I tentativi americani di costringere Israele a un accordo al ribasso si scontrano con il fatto duro e insormontabile che per Hamas Israele deve perdere la guerra. La guerra che Hamas ha voluto, che Hamas ha provocato, il 7 ottobre del 2023.
Ieri, Yahya Sinwar, il capo militare di Hamas a Gaza ha dichiarato che la morte dei civili palestinesi è un “sacrificio necessario”. Nulla di sorprendente per chi conosce Hamas. Il gruppo jihadista ha sempre lucrato sulla morte dei civili, usati come carne da macello per potere poi incolpare Israele di massacri indiscriminati se non di genocidio.
La dichiarazione di Sinwar è perfettamente in linea con la cultura della morte e del martirio professata dagli integralisti islamici, nella consapevolezza che questa carta diventa vincente quando i martiri non sono volontari, non si fanno saltare in aria con cinture esplosive ma diventano la popolazione di Gaza, i civili. Se non si donerà il proprio sangue volontariamente alla causa del jihad lo si farà obtorto collo, in modo da fomentare le piazze occidentali e l’odio nei confronti di Israele.
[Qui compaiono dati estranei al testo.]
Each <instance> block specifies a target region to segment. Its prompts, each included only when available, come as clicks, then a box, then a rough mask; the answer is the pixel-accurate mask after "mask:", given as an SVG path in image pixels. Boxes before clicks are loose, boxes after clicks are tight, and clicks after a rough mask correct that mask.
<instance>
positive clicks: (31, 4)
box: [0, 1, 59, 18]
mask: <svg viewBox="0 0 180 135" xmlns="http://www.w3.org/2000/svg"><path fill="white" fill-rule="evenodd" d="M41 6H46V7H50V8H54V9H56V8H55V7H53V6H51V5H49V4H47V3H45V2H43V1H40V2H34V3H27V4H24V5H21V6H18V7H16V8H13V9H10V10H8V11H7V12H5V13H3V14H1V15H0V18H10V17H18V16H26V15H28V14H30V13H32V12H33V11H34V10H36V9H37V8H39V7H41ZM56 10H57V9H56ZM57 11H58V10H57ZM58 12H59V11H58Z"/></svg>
Chi, in questi mesi, ha inneggiato alla “liberazione” della Palestina dal fiume al mare, lo ha fatto sempre e solo in ossequio all’integralismo islamico, alla cultura della morte, a chi ha cinicamente usato e sta cinicamente usando uomini, donne e bambini come carne da sacrificare sull’altare del proprio fanatismo.
Che oggi, in tanti in occidente pensano che la responsabilità di quanto sta accadendo a Gaza sia principalmente di Israele, mostra solo a che punto di profondo e forse irrecuperabile smarrimento della ragione si sia giunti.
Le livide parole di Sinwar stanno a testimoniarlo inequivocabilmente.